# United States & Canada Vacations Forums > General Discussion >  >  Horseback riding....

## DMA

Well, this almost 60 year old wants to get back in the saddle......  so was wondering if anyone has recommendations for a great place to go horseback riding in the states.  Would love to visit Montana, Wyoming..  but am open for suggestions.   

Thanks

----------


## KevinS

I have a friend who speaks well of Tanque Verde in Tucson.

http://www.tanqueverderanch.com

----------


## DMA

> I have a friend who speaks well of Tanque Verde in Tucson.
> 
> http://www.tanqueverderanch.com



Thanks Kevin.  Just had someone else mention the same place.  Going to check it out.!

----------


## goldold25

Trail rides at Sun Valley Lodge in Ketchum, Idaho are fun and scenic.  Also the lodging is old style up scale and fun.  Also have bowling fly fishing, skeet shooting, ice skating, bike riding, hiking and some really good restaurants in town. 

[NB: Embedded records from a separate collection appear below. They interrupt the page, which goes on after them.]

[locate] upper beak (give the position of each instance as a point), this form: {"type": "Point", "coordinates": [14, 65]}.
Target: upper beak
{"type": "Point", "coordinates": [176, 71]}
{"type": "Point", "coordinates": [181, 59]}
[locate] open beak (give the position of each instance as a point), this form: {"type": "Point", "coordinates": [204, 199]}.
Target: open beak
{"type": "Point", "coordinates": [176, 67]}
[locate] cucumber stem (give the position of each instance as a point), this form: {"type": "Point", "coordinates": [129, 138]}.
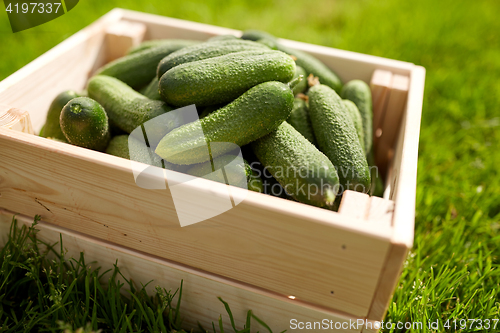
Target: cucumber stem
{"type": "Point", "coordinates": [295, 81]}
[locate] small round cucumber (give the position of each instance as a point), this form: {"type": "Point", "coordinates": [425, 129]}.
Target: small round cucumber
{"type": "Point", "coordinates": [353, 112]}
{"type": "Point", "coordinates": [359, 92]}
{"type": "Point", "coordinates": [85, 123]}
{"type": "Point", "coordinates": [337, 138]}
{"type": "Point", "coordinates": [222, 79]}
{"type": "Point", "coordinates": [304, 172]}
{"type": "Point", "coordinates": [52, 128]}
{"type": "Point", "coordinates": [299, 119]}
{"type": "Point", "coordinates": [205, 51]}
{"type": "Point", "coordinates": [252, 115]}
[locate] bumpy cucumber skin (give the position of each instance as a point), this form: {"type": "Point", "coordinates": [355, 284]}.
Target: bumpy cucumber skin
{"type": "Point", "coordinates": [149, 44]}
{"type": "Point", "coordinates": [52, 128]}
{"type": "Point", "coordinates": [252, 115]}
{"type": "Point", "coordinates": [353, 112]}
{"type": "Point", "coordinates": [310, 64]}
{"type": "Point", "coordinates": [121, 145]}
{"type": "Point", "coordinates": [255, 35]}
{"type": "Point", "coordinates": [222, 79]}
{"type": "Point", "coordinates": [205, 51]}
{"type": "Point", "coordinates": [85, 123]}
{"type": "Point", "coordinates": [305, 173]}
{"type": "Point", "coordinates": [299, 119]}
{"type": "Point", "coordinates": [139, 68]}
{"type": "Point", "coordinates": [302, 85]}
{"type": "Point", "coordinates": [337, 138]}
{"type": "Point", "coordinates": [151, 91]}
{"type": "Point", "coordinates": [222, 37]}
{"type": "Point", "coordinates": [125, 107]}
{"type": "Point", "coordinates": [359, 92]}
{"type": "Point", "coordinates": [233, 171]}
{"type": "Point", "coordinates": [313, 66]}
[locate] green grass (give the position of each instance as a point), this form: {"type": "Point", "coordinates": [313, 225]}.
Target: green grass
{"type": "Point", "coordinates": [452, 271]}
{"type": "Point", "coordinates": [41, 290]}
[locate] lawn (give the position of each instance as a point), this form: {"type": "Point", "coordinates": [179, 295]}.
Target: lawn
{"type": "Point", "coordinates": [452, 271]}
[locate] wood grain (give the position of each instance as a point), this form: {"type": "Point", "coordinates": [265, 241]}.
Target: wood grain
{"type": "Point", "coordinates": [200, 290]}
{"type": "Point", "coordinates": [380, 84]}
{"type": "Point", "coordinates": [121, 36]}
{"type": "Point", "coordinates": [15, 119]}
{"type": "Point", "coordinates": [95, 194]}
{"type": "Point", "coordinates": [279, 246]}
{"type": "Point", "coordinates": [391, 121]}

It's just a bit out-of-the-way.

----------


## DMA

> Trail rides at Sun Valley Lodge in Ketchum, Idaho are fun and scenic.  Also the lodging is old style up scale and fun.  Also have bowling fly fishing, skeet shooting, ice skating, bike riding, hiking and some really good restaurants in town. 
> 
> It's just a bit out-of-the-way.




Thank you you so much for this info....  Sounds like a lot of fun things to do!  Always wanted to try skeet shooting. 😊

----------